Le plus remarquable s’avère que justement l’argumentaire de l’ex-Mancunien rappelle étrangement certains mots déjà entendus de la part de… Noël Le Graët. Nous étions au tout début de l’affaire Benzema-Valbuena, et dans L’Équipe du 14 avril 2016, il se confiait attristé : « Je trouve que le traitement médiatique contre Karim a été trop fort. Il a toujours dû vivre avec ça. Même quand il jouait, l’opinion pour lui, c’était du 50-50. Un jour, je vous montrerai le wagon de lettres racistes que j’ai reçues ces dernières semaines. Heureusement que je ne les lis pas toutes. » Un autre souvenir à rappeler ? Le siège parisien de la FFF avait été envahi en 2010 par une trentaine d’individus qui réclamaient les choses très simplement : « Dites à M. Escalettes que l’on veut une équipe de France blanche et chrétienne, virez les bougnoules, les muslims et les noirs. Dites-lui que l’on reviendra et qu’on cassera tout. » Avant de laisser des autocollants sur les murs d’une rare finesse : « Ici c’est Paris, pas l’Algérie. »
Qui est la France ?
Cependant, l’essentiel de ce que remue Évra ne se situe pas là. La passion pour les lettres anonymes n’est pas nouvelle dans l’Hexagone, les réseaux sociaux lui ayant même offert une seconde vie, et il serait injuste de penser que ces immondices reflètent la position du pays et du peuple français face à la sélection nationale et les joueurs qui y sont convoqués. En revanche, Patrice lève un autre lièvre, infiniment problématique, qui peut-être travaille le plus le ventre de la nation en ce moment. « Quand on mange, on a l’habitude de se mettre à côté de ce gars parce qu’on a de bonnes relations, continue l’ancien Monégasque. À chaque fois qu’un président venait, ou un homme politique, tout changeait : où il y avait normalement Mamadou Sakho et Bacary Sagna, on mettait un Hugo Lloris et un Laurent Koscielny avec le président au milieu. Mais on le savait, on est en France, on n’est pas chez nous. Quand il y avait une photo, c’était mieux de voir un Lloris et un Koscielny qu’un Sakho ou un Sagna, c’est dommage… »
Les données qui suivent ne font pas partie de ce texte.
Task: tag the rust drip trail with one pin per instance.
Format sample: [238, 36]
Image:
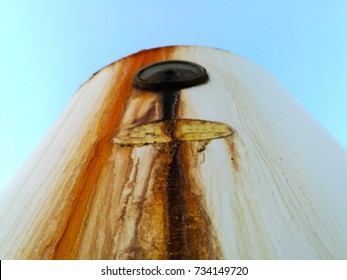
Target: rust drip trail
[176, 207]
[67, 240]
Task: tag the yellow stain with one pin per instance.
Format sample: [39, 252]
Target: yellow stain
[184, 130]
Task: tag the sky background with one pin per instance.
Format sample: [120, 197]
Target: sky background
[49, 48]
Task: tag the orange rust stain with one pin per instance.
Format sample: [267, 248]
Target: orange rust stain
[233, 152]
[200, 238]
[68, 241]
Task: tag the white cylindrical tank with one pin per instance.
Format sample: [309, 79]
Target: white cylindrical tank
[255, 176]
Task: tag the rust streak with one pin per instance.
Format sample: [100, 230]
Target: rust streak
[67, 243]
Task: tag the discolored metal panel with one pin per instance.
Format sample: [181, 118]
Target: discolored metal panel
[234, 170]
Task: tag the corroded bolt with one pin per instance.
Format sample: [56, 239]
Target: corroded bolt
[167, 79]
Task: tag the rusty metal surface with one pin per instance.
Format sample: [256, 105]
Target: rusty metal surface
[223, 175]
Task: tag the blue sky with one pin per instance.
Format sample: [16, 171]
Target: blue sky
[49, 48]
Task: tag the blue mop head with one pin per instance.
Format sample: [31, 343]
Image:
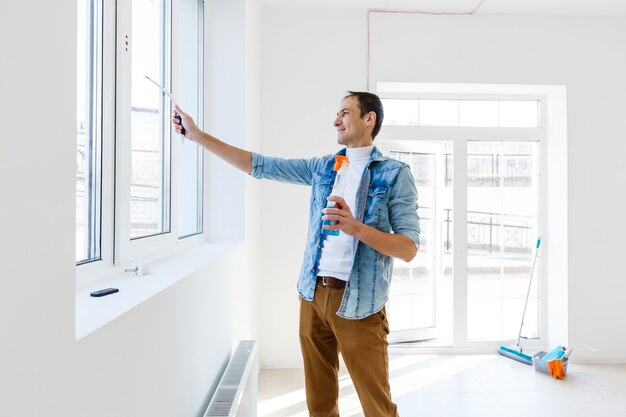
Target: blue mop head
[516, 355]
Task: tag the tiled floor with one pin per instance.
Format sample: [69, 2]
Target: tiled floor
[466, 386]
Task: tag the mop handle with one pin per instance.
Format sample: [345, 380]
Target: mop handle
[532, 271]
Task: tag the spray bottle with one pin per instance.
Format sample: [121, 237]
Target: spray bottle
[341, 168]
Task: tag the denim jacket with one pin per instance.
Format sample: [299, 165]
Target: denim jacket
[386, 200]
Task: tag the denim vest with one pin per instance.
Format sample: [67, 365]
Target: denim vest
[386, 200]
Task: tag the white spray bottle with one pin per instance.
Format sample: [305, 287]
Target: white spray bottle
[341, 167]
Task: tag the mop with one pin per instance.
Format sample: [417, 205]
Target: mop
[515, 352]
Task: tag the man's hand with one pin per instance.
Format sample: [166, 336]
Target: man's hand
[342, 215]
[396, 245]
[186, 122]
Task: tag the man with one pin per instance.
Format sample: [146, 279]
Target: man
[344, 280]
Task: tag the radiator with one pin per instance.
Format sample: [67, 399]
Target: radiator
[236, 394]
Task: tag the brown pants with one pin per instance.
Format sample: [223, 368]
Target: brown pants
[363, 346]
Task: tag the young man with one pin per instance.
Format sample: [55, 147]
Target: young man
[344, 280]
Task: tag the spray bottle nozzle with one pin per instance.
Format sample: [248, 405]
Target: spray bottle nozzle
[339, 161]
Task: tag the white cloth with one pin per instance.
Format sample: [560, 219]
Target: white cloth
[337, 257]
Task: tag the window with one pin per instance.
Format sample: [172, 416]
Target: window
[462, 112]
[475, 158]
[88, 131]
[139, 188]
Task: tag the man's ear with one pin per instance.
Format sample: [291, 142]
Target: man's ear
[370, 120]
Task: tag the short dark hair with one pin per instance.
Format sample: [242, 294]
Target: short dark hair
[369, 102]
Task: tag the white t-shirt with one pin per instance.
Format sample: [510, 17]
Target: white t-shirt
[337, 257]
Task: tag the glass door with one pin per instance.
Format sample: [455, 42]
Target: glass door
[420, 300]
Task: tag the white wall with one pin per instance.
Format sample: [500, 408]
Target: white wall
[164, 357]
[310, 57]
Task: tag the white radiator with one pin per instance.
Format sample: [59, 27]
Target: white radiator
[236, 394]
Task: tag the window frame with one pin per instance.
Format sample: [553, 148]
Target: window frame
[116, 254]
[400, 136]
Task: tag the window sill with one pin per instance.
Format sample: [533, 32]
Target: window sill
[95, 312]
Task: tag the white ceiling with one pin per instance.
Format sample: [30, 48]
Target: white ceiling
[529, 7]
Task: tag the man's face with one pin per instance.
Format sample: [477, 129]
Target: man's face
[353, 131]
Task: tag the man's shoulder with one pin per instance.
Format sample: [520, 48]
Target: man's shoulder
[386, 163]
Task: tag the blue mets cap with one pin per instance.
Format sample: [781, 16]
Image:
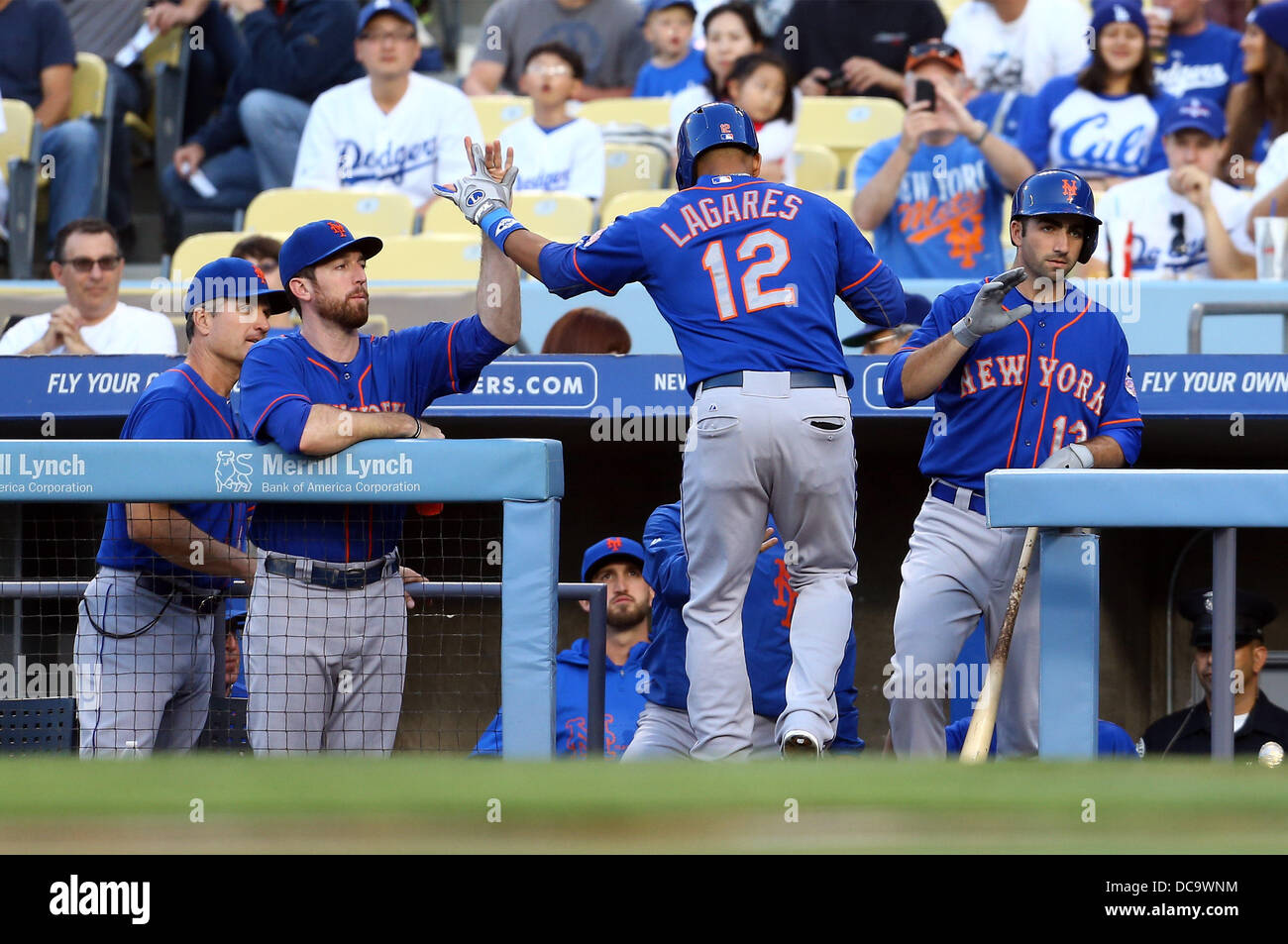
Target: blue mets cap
[609, 549]
[398, 8]
[233, 278]
[1197, 112]
[321, 240]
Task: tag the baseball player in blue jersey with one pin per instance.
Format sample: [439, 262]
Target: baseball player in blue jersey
[745, 271]
[664, 725]
[1026, 372]
[326, 630]
[145, 635]
[617, 562]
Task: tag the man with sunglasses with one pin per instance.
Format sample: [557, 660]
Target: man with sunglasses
[932, 194]
[391, 129]
[94, 321]
[1184, 222]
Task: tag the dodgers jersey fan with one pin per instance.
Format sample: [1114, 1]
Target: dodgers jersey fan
[404, 372]
[765, 622]
[767, 259]
[1056, 376]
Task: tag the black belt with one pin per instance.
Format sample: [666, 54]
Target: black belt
[945, 492]
[180, 594]
[799, 380]
[333, 577]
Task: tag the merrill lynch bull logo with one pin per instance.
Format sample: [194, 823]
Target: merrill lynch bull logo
[232, 472]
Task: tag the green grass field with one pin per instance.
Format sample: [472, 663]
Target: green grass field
[424, 803]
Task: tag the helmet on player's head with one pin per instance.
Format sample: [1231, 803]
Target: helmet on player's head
[1059, 193]
[709, 127]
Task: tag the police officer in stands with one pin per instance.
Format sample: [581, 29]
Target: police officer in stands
[1256, 717]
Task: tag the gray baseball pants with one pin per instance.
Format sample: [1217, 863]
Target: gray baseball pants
[143, 691]
[957, 570]
[752, 450]
[665, 734]
[325, 668]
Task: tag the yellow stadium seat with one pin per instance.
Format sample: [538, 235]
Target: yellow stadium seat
[366, 213]
[816, 166]
[428, 258]
[630, 201]
[848, 125]
[632, 167]
[497, 111]
[651, 112]
[20, 123]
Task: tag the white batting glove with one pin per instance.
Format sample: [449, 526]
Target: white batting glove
[987, 314]
[1076, 456]
[477, 193]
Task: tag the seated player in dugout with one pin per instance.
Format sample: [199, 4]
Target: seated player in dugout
[665, 729]
[1256, 719]
[314, 393]
[617, 562]
[146, 625]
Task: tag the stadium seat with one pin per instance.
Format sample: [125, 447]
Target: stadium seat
[428, 258]
[848, 125]
[18, 142]
[630, 201]
[496, 112]
[366, 213]
[197, 250]
[816, 166]
[37, 724]
[632, 167]
[651, 112]
[559, 217]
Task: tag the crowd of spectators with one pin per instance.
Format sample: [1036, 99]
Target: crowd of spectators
[330, 94]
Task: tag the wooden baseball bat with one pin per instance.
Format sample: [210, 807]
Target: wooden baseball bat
[984, 719]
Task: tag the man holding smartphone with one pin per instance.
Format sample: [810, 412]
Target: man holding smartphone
[932, 194]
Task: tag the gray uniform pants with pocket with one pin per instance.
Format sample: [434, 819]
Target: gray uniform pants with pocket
[143, 670]
[956, 571]
[752, 450]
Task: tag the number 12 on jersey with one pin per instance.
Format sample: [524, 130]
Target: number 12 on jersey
[754, 296]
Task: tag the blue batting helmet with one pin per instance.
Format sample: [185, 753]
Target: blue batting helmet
[711, 127]
[1059, 192]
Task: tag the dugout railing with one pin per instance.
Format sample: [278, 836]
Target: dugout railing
[524, 476]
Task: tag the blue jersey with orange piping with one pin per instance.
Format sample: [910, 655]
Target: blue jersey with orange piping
[743, 270]
[284, 376]
[178, 404]
[1056, 376]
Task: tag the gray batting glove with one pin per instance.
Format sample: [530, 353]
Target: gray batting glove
[987, 314]
[1076, 456]
[477, 193]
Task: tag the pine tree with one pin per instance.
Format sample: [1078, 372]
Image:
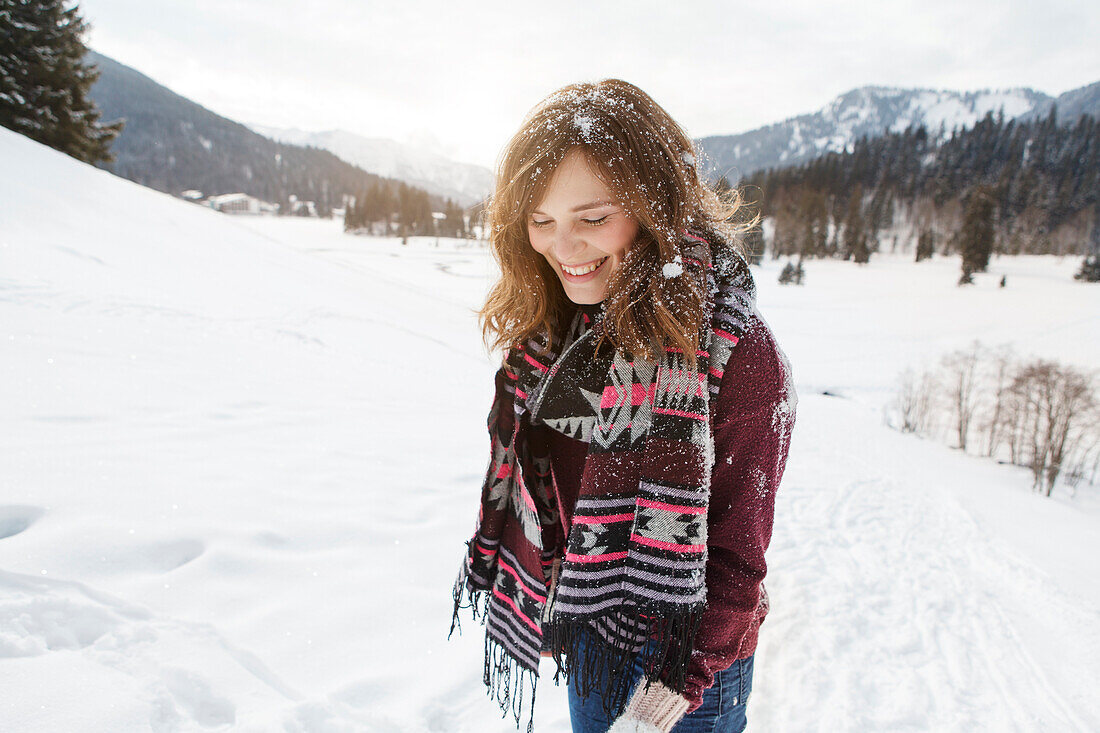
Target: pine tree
[925, 244]
[44, 81]
[976, 238]
[855, 234]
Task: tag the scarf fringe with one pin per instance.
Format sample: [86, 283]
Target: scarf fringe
[505, 680]
[614, 660]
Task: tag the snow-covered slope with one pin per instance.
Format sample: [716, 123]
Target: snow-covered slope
[463, 182]
[864, 111]
[241, 457]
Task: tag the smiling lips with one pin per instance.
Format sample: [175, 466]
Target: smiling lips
[585, 269]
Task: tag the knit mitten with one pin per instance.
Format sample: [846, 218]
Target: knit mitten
[652, 711]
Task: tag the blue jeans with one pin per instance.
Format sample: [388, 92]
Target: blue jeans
[723, 709]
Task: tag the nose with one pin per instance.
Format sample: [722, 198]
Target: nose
[568, 247]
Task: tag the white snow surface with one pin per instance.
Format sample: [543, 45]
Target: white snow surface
[241, 457]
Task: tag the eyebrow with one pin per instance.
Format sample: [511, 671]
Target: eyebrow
[583, 207]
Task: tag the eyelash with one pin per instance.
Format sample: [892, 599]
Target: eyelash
[591, 222]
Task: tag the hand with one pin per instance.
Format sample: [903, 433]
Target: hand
[624, 724]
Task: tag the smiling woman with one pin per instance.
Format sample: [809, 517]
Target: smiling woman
[622, 414]
[580, 230]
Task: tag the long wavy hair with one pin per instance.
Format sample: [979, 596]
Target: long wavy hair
[649, 165]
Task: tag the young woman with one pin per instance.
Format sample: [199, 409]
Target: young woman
[639, 428]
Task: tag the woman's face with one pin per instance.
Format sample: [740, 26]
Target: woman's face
[580, 230]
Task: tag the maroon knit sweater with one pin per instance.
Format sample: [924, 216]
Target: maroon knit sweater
[754, 418]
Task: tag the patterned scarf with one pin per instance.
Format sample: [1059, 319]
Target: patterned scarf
[635, 558]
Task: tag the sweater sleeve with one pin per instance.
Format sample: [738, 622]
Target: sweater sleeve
[752, 425]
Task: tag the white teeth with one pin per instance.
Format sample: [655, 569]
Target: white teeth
[582, 271]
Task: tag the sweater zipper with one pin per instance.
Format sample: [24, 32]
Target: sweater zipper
[553, 370]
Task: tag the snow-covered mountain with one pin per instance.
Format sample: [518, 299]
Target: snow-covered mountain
[869, 111]
[463, 182]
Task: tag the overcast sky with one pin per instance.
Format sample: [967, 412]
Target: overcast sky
[464, 74]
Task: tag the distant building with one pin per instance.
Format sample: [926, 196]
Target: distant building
[300, 208]
[241, 204]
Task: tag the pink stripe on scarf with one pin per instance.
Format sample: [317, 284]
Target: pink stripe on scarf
[671, 546]
[589, 518]
[594, 558]
[680, 413]
[680, 509]
[535, 363]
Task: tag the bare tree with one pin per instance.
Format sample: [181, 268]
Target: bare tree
[960, 380]
[914, 401]
[1000, 367]
[1056, 403]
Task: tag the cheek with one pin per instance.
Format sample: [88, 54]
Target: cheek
[620, 238]
[538, 242]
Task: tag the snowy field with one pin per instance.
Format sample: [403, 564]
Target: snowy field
[240, 458]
Cette anecdote n’ayant rien d’anecdotique vient casser une représentation dominante, faisant foi depuis 1998 et revenue en force en 2018, d’une EDF qui incarne la diversité du pays – comme cela devait être sa fonction par ailleurs – et au sein de laquelle les minorités peuvent être reconnues pleinement comme françaises. Derrière cette question, Patrice Évra pose le problème le plus terrible pour une société comme la nôtre, une interrogation qui balaie large. Par exemple est-ce que Médine ou Leïla Slimani représentent la culture tricolore au même titre que Benjamin Biolay ou Florian Zeller. En poussant la logique un peu plus loin, une équipe de France qui n’alignerait que des capés « racisés » serait-elle considérée comme représentative du pays ? Visiblement, seul le foot permet d’émettre un doute sur cette question. Patrice Évra, comme à son habitude, bouscule et assomme, sans regarder où tombent les coups. On pourra aller vérifier la véracité de certaines accusations au détail près. Ce qu’il vient de déposer à nos pieds ne peut être ignoré, simplement parce que dans les mois prochains, nous allons souvent devoir batailler avec.